De kantonrechter stelt vast dat de door de werkgever doorgevoerde organisatiewijziging verandering heeft gebracht in de positie/functie van de werkneemster. De werkgever heeft het door de werkneemster geproduceerde overzicht niet, althans onvoldoende gemotiveerd weersproken en erkent dat in de nieuwe situatie:
- de werkneemster geen direct reports meer heeft; de HR Generalist(s), de HR administrateur en de salarisadministrateur rapporteren in de nieuwe situatie niet meer aan de werkneemster, maar aan de senior HR Business Partner EMEA,
- het geografisch aandachtsgebied van de werkneemster is teruggebracht van EMEA (10 landen) naar South EMEA (4 landen) en
- de werkneemster niet meer rapporteert aan de HR Director maar aan de Senior HR Business Partner EMEA.
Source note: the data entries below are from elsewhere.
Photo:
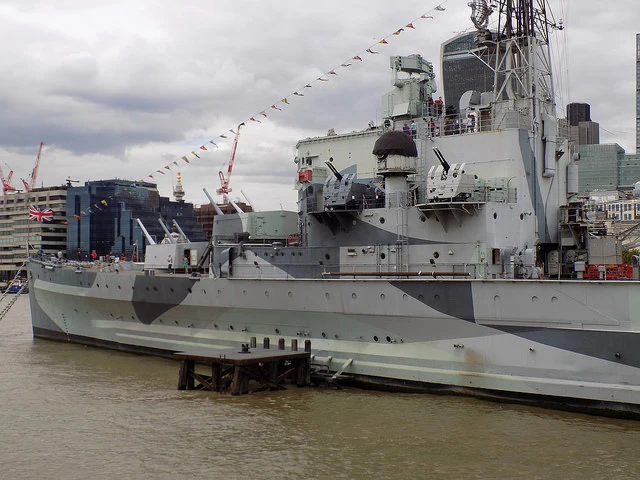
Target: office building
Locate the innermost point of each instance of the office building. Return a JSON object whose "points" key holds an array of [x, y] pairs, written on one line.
{"points": [[19, 231], [103, 216]]}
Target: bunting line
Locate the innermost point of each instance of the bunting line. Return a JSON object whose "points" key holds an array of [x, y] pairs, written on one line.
{"points": [[325, 77]]}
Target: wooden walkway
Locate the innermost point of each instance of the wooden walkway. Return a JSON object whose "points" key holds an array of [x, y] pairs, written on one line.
{"points": [[231, 371]]}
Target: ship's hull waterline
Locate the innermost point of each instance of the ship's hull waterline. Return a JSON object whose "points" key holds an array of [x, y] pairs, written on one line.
{"points": [[566, 343]]}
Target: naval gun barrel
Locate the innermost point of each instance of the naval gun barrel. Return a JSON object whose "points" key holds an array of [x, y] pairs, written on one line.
{"points": [[443, 162], [334, 170]]}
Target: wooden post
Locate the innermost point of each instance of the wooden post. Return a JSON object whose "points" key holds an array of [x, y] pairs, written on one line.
{"points": [[216, 376], [302, 367], [185, 377], [237, 382]]}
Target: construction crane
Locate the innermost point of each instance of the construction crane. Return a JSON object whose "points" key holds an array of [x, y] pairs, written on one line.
{"points": [[224, 181], [6, 182], [28, 186]]}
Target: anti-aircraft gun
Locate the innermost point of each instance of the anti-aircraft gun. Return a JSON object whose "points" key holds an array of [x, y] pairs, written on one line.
{"points": [[342, 192]]}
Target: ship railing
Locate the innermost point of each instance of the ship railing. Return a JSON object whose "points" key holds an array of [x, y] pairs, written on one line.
{"points": [[457, 124]]}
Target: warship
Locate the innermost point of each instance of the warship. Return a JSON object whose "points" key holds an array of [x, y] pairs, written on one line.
{"points": [[453, 255]]}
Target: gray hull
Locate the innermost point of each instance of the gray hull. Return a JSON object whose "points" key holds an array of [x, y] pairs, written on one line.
{"points": [[573, 343]]}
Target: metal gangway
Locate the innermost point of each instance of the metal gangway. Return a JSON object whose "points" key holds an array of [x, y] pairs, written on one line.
{"points": [[13, 297]]}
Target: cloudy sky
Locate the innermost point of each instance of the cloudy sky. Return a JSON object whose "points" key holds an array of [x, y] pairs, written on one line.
{"points": [[125, 88]]}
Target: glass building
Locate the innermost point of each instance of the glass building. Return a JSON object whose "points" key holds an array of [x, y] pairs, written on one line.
{"points": [[599, 166], [103, 216], [462, 70]]}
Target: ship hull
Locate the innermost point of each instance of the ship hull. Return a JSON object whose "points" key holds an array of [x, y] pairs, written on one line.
{"points": [[561, 343]]}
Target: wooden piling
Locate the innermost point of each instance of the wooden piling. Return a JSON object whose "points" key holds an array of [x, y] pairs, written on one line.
{"points": [[233, 370]]}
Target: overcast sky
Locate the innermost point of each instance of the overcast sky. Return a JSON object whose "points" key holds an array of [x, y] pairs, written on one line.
{"points": [[126, 88]]}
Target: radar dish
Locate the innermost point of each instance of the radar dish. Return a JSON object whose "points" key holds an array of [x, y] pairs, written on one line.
{"points": [[480, 12]]}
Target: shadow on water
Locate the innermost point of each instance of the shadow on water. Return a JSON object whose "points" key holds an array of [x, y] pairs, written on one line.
{"points": [[79, 412]]}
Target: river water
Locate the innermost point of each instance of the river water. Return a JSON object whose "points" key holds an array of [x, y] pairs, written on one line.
{"points": [[74, 412]]}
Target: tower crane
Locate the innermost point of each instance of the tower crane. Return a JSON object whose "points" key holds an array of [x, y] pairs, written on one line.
{"points": [[28, 186], [224, 181], [6, 182]]}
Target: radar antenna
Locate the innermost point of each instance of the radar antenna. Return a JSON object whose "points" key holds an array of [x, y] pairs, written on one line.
{"points": [[480, 12]]}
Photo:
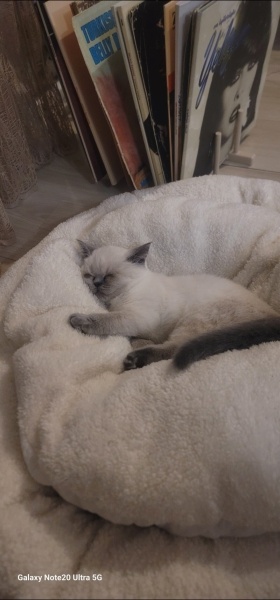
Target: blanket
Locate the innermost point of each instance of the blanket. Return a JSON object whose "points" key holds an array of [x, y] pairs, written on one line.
{"points": [[114, 458]]}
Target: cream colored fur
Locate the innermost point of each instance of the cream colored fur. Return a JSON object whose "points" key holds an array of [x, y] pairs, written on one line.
{"points": [[196, 453]]}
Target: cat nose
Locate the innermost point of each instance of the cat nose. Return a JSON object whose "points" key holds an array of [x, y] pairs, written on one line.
{"points": [[98, 280]]}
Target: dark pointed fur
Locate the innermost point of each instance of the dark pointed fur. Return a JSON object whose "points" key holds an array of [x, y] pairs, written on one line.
{"points": [[237, 337]]}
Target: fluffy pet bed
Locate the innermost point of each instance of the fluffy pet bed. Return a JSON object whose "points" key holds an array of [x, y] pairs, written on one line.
{"points": [[111, 473]]}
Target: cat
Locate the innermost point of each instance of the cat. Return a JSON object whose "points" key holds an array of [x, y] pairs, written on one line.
{"points": [[186, 317]]}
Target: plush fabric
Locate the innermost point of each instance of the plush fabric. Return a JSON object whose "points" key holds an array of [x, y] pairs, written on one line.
{"points": [[195, 453]]}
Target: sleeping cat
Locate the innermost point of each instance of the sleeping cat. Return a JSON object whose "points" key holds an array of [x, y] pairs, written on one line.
{"points": [[187, 318]]}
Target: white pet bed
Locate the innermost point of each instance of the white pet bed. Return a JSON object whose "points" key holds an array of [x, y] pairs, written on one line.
{"points": [[97, 464]]}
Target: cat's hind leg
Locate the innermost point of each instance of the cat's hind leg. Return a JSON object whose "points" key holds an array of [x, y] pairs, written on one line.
{"points": [[149, 354]]}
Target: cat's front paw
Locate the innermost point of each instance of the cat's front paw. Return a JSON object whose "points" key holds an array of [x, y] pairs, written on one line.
{"points": [[79, 322], [137, 359]]}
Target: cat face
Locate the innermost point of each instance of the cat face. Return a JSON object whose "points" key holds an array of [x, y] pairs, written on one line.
{"points": [[109, 270]]}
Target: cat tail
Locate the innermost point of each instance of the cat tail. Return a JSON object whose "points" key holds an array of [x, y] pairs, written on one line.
{"points": [[235, 337]]}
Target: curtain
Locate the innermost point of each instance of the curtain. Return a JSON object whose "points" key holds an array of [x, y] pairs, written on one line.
{"points": [[34, 121]]}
Wel degelijk sprake van demotie
Het gaat naar het voorlopig oordeel van de kantonrechter om significante wijzigingen die wel degelijk een demotie met zich brengen. Dat de arbeidsvoorwaarden en functietitel daarbij niet zijn gewijzigd, doet hieraan niet af.
Onvoldoende onderbouwing
De kantonrechter is op voorhand van oordeel dat de werkgever onvoldoende heeft onderbouwd dat hij een zwaarwichtig belang bij de wijzigingen heeft, waarvoor het belang van de werkneemster naar maatstaven van redelijkheid en billijkheid zou moeten wijken.
De werkgever heeft slechts in algemene termen toegelicht dat er vanwege de ‘workload’ van de werkneemster behoefte was aan een ‘refocus’ van de aandachtsgebieden en vanwege ‘de groeistrategie en verwachtingen van de eigenaren’ aan een meer senior HR-expert die op een hoger niveau HR strategisch werk zou gaan doen. Door de werkgever is echter geen enkel document ingebracht ter onderbouwing van het besluit en de beweegredenen daarvoor.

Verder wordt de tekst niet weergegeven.